MARCH TO HER OWN BEAT
The staccato beat thumped, thumped, thumped in the courtyard as a group of senior students performed in front of their middle school audience. The crowd cheered and clapped,
and the trajectory of a young girl’s life was set. Yayoi spent the walk home thinking about the performance—the look, the feel,
the sound that reverberated on the pavements of Osaka. The desire to become a professional dancer did not fare well with her parents, however, so Yayoi attended lessons in secret. And, as if living out a teen dance movie, Yayoi snagged a spot in
all-girl idol group, Rhythmic, after eclipsing dozens of other performers in Tokyo. With her burgeoning career in the big city, Yayoi will often seek solace in Chiba to reconnect with simpler roots. Here in this quiet space, unadorned by the bells and whistles of the high life, is where Yayoi rediscovered
herself. And it was here that she decided to pursue a solo career as an R&B artist. Yayoi’s sojourns to Chiba reconnected her to her first love—rhythm and blues. As she expands her musicality, she begins to grow her songwriting skills as well, bringing forth a new level of artistry in her career.

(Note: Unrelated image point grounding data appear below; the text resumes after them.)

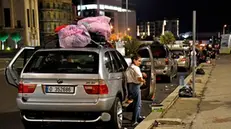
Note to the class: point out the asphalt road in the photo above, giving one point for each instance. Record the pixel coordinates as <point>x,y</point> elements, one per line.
<point>10,118</point>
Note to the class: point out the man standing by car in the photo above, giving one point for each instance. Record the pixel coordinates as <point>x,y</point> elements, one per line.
<point>135,81</point>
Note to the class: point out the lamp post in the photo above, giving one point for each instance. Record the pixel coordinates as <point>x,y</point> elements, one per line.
<point>194,52</point>
<point>224,27</point>
<point>126,15</point>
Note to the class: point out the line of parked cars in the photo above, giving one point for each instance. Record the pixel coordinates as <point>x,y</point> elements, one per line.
<point>82,85</point>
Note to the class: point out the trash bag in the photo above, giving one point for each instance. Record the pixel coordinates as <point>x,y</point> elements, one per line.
<point>200,71</point>
<point>186,91</point>
<point>99,24</point>
<point>74,36</point>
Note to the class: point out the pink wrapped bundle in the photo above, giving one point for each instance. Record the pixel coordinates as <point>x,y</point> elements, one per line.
<point>89,20</point>
<point>98,24</point>
<point>73,36</point>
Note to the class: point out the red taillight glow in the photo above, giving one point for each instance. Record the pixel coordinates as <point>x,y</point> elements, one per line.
<point>26,88</point>
<point>166,61</point>
<point>183,59</point>
<point>96,89</point>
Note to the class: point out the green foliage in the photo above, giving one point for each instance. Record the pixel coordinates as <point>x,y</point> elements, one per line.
<point>167,38</point>
<point>16,36</point>
<point>3,36</point>
<point>131,47</point>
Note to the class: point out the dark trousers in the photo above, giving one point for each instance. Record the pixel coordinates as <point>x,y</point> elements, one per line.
<point>135,94</point>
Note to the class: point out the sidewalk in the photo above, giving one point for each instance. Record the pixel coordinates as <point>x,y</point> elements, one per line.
<point>209,110</point>
<point>215,107</point>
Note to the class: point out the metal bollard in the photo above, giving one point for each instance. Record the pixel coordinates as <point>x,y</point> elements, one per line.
<point>181,80</point>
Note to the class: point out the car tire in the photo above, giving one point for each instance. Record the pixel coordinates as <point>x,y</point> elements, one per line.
<point>116,115</point>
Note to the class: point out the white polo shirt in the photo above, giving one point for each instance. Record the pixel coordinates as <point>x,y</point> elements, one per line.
<point>132,74</point>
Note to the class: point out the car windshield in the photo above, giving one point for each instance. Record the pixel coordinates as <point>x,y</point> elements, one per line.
<point>70,62</point>
<point>158,52</point>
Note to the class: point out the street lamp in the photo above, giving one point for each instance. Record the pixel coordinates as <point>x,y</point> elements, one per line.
<point>224,28</point>
<point>127,14</point>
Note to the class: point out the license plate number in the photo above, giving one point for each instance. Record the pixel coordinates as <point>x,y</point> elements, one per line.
<point>60,89</point>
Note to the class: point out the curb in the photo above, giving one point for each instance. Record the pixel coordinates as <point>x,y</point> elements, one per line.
<point>167,104</point>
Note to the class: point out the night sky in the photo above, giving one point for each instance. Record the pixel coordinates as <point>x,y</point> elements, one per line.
<point>211,15</point>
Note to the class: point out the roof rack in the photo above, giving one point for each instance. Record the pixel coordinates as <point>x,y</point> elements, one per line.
<point>97,41</point>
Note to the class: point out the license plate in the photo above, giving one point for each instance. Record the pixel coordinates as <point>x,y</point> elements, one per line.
<point>60,89</point>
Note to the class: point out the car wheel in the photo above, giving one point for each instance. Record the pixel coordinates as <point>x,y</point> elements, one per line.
<point>117,114</point>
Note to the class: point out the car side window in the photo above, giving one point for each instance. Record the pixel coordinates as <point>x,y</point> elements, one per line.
<point>122,60</point>
<point>116,62</point>
<point>108,62</point>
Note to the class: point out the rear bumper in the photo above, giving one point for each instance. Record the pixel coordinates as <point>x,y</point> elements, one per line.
<point>182,65</point>
<point>103,104</point>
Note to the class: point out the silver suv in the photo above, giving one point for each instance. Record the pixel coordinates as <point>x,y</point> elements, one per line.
<point>69,85</point>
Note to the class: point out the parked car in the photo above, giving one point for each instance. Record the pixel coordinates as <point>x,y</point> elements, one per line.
<point>182,58</point>
<point>147,66</point>
<point>164,64</point>
<point>69,85</point>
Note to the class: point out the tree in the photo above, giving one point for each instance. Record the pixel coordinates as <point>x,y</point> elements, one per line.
<point>131,46</point>
<point>167,38</point>
<point>16,37</point>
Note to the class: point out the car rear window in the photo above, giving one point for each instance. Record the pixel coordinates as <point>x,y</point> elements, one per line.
<point>70,62</point>
<point>178,52</point>
<point>158,51</point>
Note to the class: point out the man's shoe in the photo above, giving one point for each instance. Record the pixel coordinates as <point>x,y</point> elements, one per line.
<point>135,124</point>
<point>141,118</point>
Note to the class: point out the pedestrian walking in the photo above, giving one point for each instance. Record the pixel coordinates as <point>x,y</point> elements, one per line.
<point>135,81</point>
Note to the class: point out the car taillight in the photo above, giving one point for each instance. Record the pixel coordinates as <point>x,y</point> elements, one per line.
<point>166,61</point>
<point>183,59</point>
<point>26,88</point>
<point>101,89</point>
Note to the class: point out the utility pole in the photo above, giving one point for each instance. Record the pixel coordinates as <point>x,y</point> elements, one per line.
<point>194,52</point>
<point>81,5</point>
<point>126,16</point>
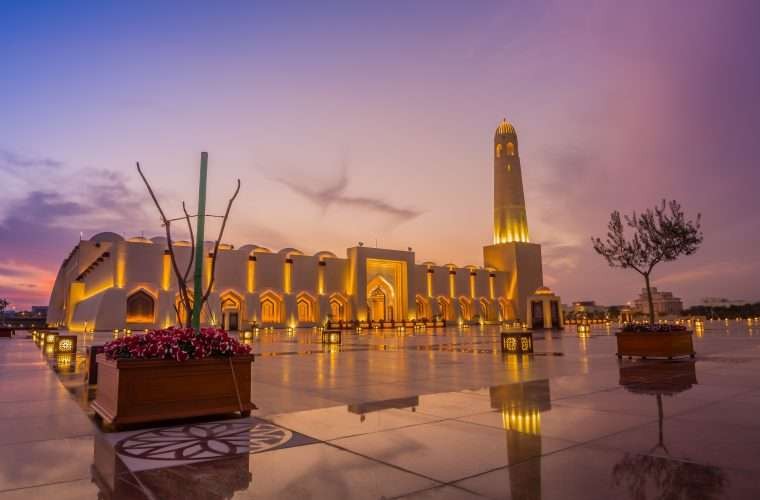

Niya envisions shamisen played in pop music just like other stringed instruments. He’s working on bringing out Tsugaru shamisen from behind the curtains of festivals and
special occasions and to the forefront of contemporary music. This dream may be seen as ambitious as conquering the peak of Mount Rishiri but Niya will persist. He is a believer of Japanese martial arts philosophy Shu Ha Ri, which, in concept translates to Pablo Picasso’s ‘Learn the rules like a pro so you can break them
like an artist’. And he intends to do just that.